The Life of Animals | Sea Eagle | The Sea Eagle (also known as white-tailed eagle and the Erne, especially for white-tailed eagle) is a bird of prey of the genus Haliaeetus in the bird of prey family Accipitridae. Eagles vary in size from a fish eagle Sanford average of 2 to 2.7 kg for the massive Steller's sea eagle weighing up to 9 kg. To 6.9 kg, white-tailed eagle is the largest in Europe. Eagles can weigh up to 6.3 kg, making it the largest eagle native to North America.

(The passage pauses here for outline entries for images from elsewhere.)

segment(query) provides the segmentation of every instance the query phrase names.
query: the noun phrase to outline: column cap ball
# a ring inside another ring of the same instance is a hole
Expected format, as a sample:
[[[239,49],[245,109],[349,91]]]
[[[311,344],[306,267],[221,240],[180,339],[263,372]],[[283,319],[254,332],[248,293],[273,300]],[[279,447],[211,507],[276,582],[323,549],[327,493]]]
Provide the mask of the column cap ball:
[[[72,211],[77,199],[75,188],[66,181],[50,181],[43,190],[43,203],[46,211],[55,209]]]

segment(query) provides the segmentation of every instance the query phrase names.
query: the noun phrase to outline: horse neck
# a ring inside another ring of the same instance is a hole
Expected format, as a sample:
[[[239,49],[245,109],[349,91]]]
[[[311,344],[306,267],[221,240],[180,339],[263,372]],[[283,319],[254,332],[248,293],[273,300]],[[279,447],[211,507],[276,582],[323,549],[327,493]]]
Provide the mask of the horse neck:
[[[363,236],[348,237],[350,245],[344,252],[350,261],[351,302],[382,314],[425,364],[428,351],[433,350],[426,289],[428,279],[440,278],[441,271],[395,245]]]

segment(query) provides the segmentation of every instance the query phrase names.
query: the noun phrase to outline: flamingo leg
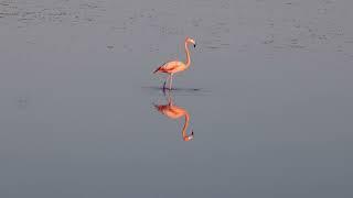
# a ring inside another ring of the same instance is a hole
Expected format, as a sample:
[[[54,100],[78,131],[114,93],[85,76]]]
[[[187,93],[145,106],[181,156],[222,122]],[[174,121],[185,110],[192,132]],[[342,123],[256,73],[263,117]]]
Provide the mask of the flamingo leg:
[[[167,85],[167,81],[169,80],[169,76],[165,78],[165,81],[163,84],[163,90],[165,89],[165,85]]]
[[[169,90],[172,90],[172,82],[173,82],[173,74],[170,75]]]

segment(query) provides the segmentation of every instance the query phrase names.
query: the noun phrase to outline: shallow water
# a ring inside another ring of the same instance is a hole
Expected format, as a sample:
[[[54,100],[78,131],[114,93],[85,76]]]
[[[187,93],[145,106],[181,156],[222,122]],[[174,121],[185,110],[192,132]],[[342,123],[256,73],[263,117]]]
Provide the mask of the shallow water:
[[[1,197],[352,197],[352,6],[1,0]]]

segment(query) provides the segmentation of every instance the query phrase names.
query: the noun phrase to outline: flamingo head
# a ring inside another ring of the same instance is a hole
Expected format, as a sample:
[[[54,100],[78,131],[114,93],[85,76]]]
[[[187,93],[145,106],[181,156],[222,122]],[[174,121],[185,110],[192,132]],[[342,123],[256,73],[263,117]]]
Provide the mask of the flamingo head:
[[[188,136],[184,136],[183,139],[185,142],[193,140],[194,139],[194,131],[191,131],[191,134]]]
[[[194,47],[196,47],[196,42],[195,40],[191,38],[191,37],[186,37],[186,43],[192,43],[194,44]]]

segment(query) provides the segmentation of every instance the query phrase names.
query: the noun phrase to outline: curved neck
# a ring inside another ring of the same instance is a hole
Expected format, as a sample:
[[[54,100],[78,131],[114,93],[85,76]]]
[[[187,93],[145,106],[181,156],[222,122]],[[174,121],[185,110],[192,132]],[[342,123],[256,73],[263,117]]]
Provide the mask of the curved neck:
[[[184,127],[183,127],[183,130],[182,130],[183,140],[185,138],[188,138],[186,129],[188,129],[188,125],[189,125],[189,120],[190,120],[190,118],[189,118],[189,114],[186,113],[185,114],[185,123],[184,123]]]
[[[189,52],[189,47],[188,47],[188,42],[186,41],[185,41],[185,53],[186,53],[186,63],[185,63],[185,65],[186,65],[186,67],[189,67],[191,59],[190,59],[190,52]]]

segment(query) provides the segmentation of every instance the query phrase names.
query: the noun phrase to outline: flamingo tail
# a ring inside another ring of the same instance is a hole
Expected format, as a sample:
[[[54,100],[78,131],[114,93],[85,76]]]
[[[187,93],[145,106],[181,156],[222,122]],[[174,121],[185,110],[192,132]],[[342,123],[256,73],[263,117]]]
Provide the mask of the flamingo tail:
[[[158,73],[160,68],[161,68],[161,67],[158,67],[158,68],[153,72],[153,74]]]

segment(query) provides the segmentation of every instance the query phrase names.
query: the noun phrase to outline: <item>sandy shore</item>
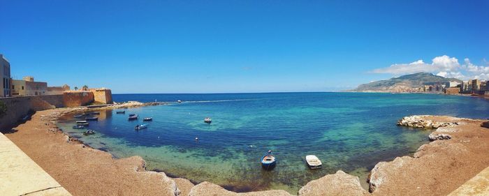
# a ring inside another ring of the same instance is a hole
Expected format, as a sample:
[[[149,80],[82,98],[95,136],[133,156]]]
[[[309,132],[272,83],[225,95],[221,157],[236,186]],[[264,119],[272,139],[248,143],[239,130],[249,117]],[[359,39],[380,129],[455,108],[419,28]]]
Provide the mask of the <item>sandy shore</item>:
[[[54,123],[60,115],[73,110],[76,109],[38,112],[31,121],[15,128],[17,132],[6,134],[73,195],[238,195],[212,183],[196,186],[162,172],[146,172],[145,163],[138,156],[114,159],[108,153],[85,146],[57,130]],[[309,182],[299,195],[446,195],[489,166],[489,129],[480,126],[483,121],[423,118],[458,125],[441,127],[434,133],[435,136],[449,135],[450,140],[425,144],[414,157],[377,164],[370,176],[372,193],[361,188],[358,177],[339,171]],[[239,195],[290,195],[284,190]]]

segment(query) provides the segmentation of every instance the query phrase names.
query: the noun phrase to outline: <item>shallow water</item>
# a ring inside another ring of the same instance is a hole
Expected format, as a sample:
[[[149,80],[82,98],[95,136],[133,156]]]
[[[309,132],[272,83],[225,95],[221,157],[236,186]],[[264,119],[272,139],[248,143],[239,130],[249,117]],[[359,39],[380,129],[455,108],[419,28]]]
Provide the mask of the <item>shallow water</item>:
[[[412,114],[486,119],[489,102],[478,98],[358,93],[114,95],[116,102],[168,101],[159,105],[101,112],[83,136],[71,116],[59,126],[94,148],[119,158],[140,156],[149,169],[235,191],[284,189],[291,193],[337,169],[362,176],[377,163],[412,153],[428,142],[428,131],[395,126]],[[175,103],[182,100],[182,103]],[[127,115],[152,116],[147,129]],[[207,125],[203,119],[210,116]],[[198,137],[198,141],[194,138]],[[268,149],[277,167],[263,171],[258,160]],[[314,154],[323,168],[309,169]]]

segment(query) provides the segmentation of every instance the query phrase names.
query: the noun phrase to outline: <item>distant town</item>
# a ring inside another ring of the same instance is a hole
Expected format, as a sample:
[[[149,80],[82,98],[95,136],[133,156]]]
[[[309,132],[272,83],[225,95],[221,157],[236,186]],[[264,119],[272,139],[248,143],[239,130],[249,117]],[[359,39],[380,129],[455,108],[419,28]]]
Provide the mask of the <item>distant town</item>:
[[[37,82],[33,76],[25,76],[22,80],[15,80],[10,77],[10,64],[5,56],[0,54],[0,75],[2,76],[2,85],[0,97],[22,97],[32,96],[62,95],[71,91],[68,84],[61,86],[48,86],[46,82]],[[90,91],[85,85],[81,89],[75,87],[75,91]],[[95,90],[95,89],[92,89]]]
[[[422,88],[414,88],[412,91],[406,92],[489,96],[489,86],[487,84],[487,81],[479,79],[463,81],[462,83],[452,81],[446,84],[425,85]]]

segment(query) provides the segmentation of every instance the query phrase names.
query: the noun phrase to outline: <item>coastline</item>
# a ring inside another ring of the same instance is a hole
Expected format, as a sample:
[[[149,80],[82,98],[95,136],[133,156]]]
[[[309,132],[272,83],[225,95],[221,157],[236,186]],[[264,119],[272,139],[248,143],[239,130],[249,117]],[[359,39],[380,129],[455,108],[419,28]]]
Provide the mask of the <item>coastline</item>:
[[[90,110],[105,109],[110,108]],[[54,122],[61,114],[78,111],[77,110],[80,109],[60,108],[38,112],[33,116],[32,120],[20,125],[16,128],[17,132],[6,134],[73,195],[107,195],[114,193],[117,193],[116,195],[133,195],[135,193],[145,193],[144,195],[161,195],[162,193],[162,195],[213,195],[212,194],[217,194],[217,193],[219,193],[217,195],[219,195],[238,194],[209,182],[203,182],[194,186],[189,180],[171,179],[163,172],[147,172],[145,167],[145,163],[140,157],[114,159],[112,155],[107,152],[86,147],[80,142],[71,140],[69,136],[57,129]],[[432,116],[427,116],[426,118],[437,121],[458,121],[462,123],[457,126],[455,129],[458,130],[450,133],[451,140],[437,140],[423,145],[414,157],[396,158],[393,161],[381,162],[377,164],[372,169],[376,172],[373,177],[372,174],[374,172],[371,173],[370,179],[371,184],[376,184],[375,190],[371,195],[398,195],[396,193],[403,193],[407,195],[444,195],[489,165],[489,158],[483,156],[483,152],[489,150],[489,144],[483,144],[489,138],[489,133],[487,131],[483,132],[484,130],[482,129],[485,128],[477,127],[477,124],[482,122],[481,120]],[[393,122],[393,124],[394,123]],[[482,158],[474,158],[476,156],[474,149],[476,151],[483,152]],[[92,160],[97,160],[97,162],[94,163]],[[438,164],[441,160],[448,161]],[[459,171],[459,169],[455,170],[453,169],[458,167],[451,166],[450,164],[452,163],[455,166],[472,167],[460,169],[462,171]],[[441,168],[439,168],[440,167]],[[397,169],[389,170],[391,167]],[[423,167],[428,168],[424,169]],[[96,174],[94,175],[94,173]],[[411,176],[409,176],[410,174],[416,173],[421,174],[421,176],[416,176],[419,180],[413,180]],[[433,180],[431,179],[433,179],[431,176],[434,174],[441,178],[435,180],[437,183],[432,182]],[[457,176],[453,176],[453,175]],[[124,180],[121,181],[121,179]],[[445,181],[440,181],[443,179]],[[336,186],[330,188],[329,190],[324,190],[324,185],[331,183],[332,181],[334,181]],[[378,181],[381,183],[376,183]],[[411,181],[414,181],[414,183]],[[416,183],[420,181],[422,183]],[[104,186],[93,187],[91,185],[94,183]],[[125,186],[121,186],[121,183]],[[421,186],[418,186],[420,185]],[[432,186],[438,188],[435,188]],[[345,187],[349,187],[349,190],[353,192],[342,192],[341,190],[344,191]],[[299,191],[300,195],[318,195],[319,193],[344,195],[369,194],[360,186],[358,177],[342,172],[312,181]],[[290,195],[284,190],[239,194]]]

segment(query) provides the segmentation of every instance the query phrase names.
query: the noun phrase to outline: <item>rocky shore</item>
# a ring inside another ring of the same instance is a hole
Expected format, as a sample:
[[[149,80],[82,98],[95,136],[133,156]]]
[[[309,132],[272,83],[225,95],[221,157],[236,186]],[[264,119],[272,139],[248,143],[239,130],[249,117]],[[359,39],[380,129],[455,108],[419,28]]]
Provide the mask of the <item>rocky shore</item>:
[[[130,104],[126,107],[142,106]],[[115,159],[56,127],[58,117],[80,110],[87,109],[38,112],[15,128],[17,132],[6,134],[73,195],[291,195],[280,190],[236,193],[210,182],[194,185],[146,171],[139,156]],[[362,188],[358,177],[338,171],[309,182],[298,195],[446,195],[489,165],[489,129],[481,126],[483,122],[450,116],[404,117],[400,126],[414,131],[431,129],[430,139],[434,142],[421,146],[412,157],[378,163],[368,178],[368,191]]]

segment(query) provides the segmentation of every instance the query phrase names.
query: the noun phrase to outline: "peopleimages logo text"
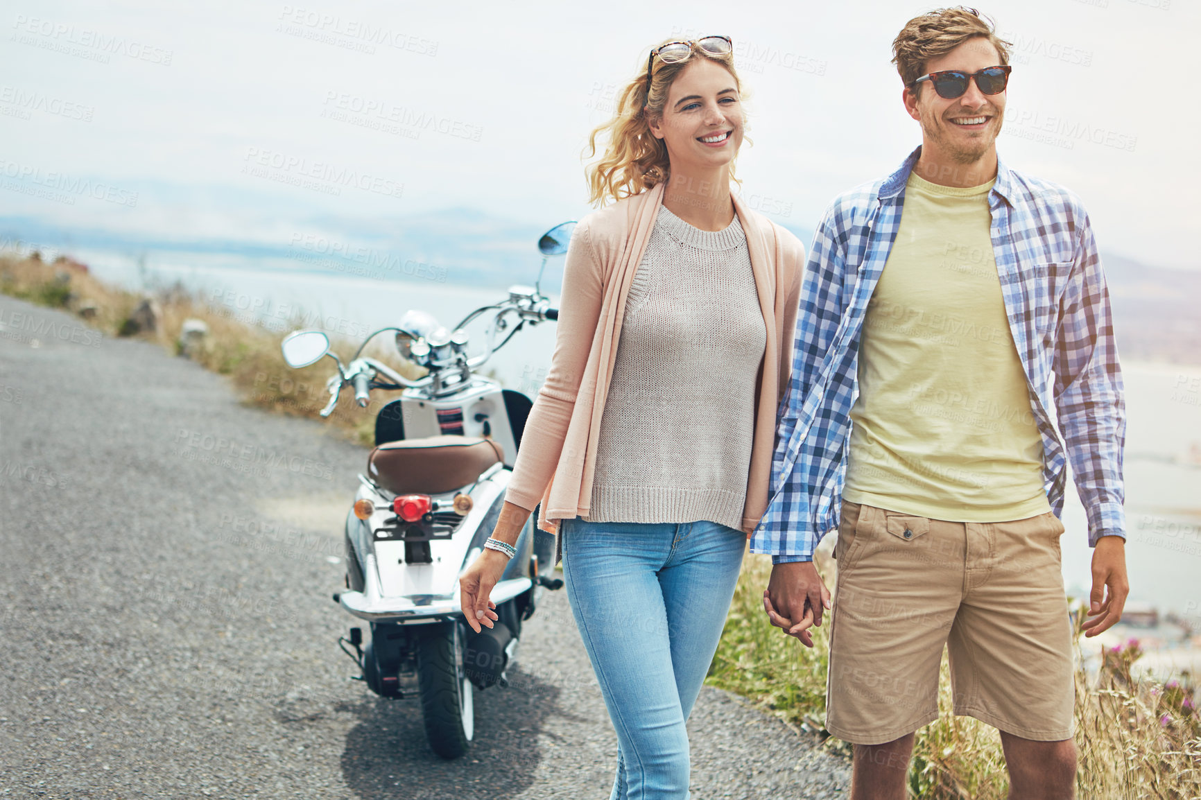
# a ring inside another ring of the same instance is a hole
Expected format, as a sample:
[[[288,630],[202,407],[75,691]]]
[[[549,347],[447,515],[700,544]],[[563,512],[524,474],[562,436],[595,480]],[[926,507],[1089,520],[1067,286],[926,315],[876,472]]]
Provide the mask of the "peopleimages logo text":
[[[276,150],[264,150],[262,148],[246,148],[245,166],[243,172],[255,174],[255,167],[273,169],[277,175],[292,175],[295,179],[311,178],[328,184],[331,187],[352,186],[366,192],[375,192],[386,197],[401,197],[405,193],[405,184],[371,175],[357,169],[339,167],[328,161],[310,161],[301,156],[288,155]]]
[[[101,53],[125,55],[139,61],[161,64],[162,66],[171,66],[171,59],[174,55],[173,50],[166,50],[161,47],[151,47],[144,42],[137,42],[124,36],[106,35],[88,28],[76,28],[74,25],[54,22],[53,19],[38,19],[36,17],[17,14],[17,19],[12,26],[19,32],[32,34],[54,42],[77,44],[100,50]]]
[[[38,186],[66,192],[67,195],[78,195],[80,197],[91,197],[94,199],[116,203],[118,205],[133,208],[138,204],[137,192],[131,192],[112,184],[89,180],[88,178],[68,175],[65,172],[43,171],[41,167],[17,163],[16,161],[0,159],[0,175],[25,180]]]

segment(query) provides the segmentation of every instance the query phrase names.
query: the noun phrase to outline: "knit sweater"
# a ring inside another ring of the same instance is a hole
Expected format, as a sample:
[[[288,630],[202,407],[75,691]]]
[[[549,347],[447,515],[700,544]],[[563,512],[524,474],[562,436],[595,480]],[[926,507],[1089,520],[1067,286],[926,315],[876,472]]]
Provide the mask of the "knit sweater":
[[[626,295],[586,519],[740,527],[766,339],[737,217],[701,231],[661,207]]]
[[[504,500],[539,508],[538,526],[557,533],[563,519],[587,517],[596,448],[609,398],[626,295],[663,199],[663,184],[593,211],[575,226],[563,264],[555,354],[521,436]],[[791,233],[733,195],[747,237],[767,346],[755,382],[754,437],[742,530],[767,507],[776,411],[788,388],[805,249]]]

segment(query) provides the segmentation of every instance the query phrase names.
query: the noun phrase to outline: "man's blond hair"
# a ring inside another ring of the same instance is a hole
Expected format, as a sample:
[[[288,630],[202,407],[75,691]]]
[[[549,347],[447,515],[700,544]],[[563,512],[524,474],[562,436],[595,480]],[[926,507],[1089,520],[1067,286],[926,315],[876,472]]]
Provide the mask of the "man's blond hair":
[[[992,19],[967,6],[936,8],[907,22],[892,40],[892,62],[908,86],[926,74],[926,64],[931,59],[946,55],[969,38],[978,37],[988,40],[997,48],[1002,65],[1009,64],[1011,44],[997,36]],[[920,89],[921,84],[914,86],[915,92]]]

Three pairs of obvious species: white-tailed eagles, bald eagles and white-bellied sea Sanford and Africa and Madagascar fish eagle Each consists of a white and brown and kind of head and tail are white in all adult eagle, except for Sanford, white-bellied, and Pallas.
The genus is present in the Middle Miocene (12-16 Ma) with confidence Its closest relatives are the eagles fishing in Ichthyophaga kind, very similar to a tropical Haliaeetus species. The origin of the eagles and eagles fishing, probably in the general area in the Bay of Bengal. During the Eocene / Oligocene, as the Indian subcontinent collided with Eurasia, slowly, this vast expanse of relatively shallow ocean, the initial divergence of March eagle seems to have resulted in four tropical (and subtropical Southern Hemisphere) species across the Indian Ocean today.
In 2005, studies have shown that the molecular paraphyletic genus and summarizes Ichthyophaga, different species in a group of temperate and tropical.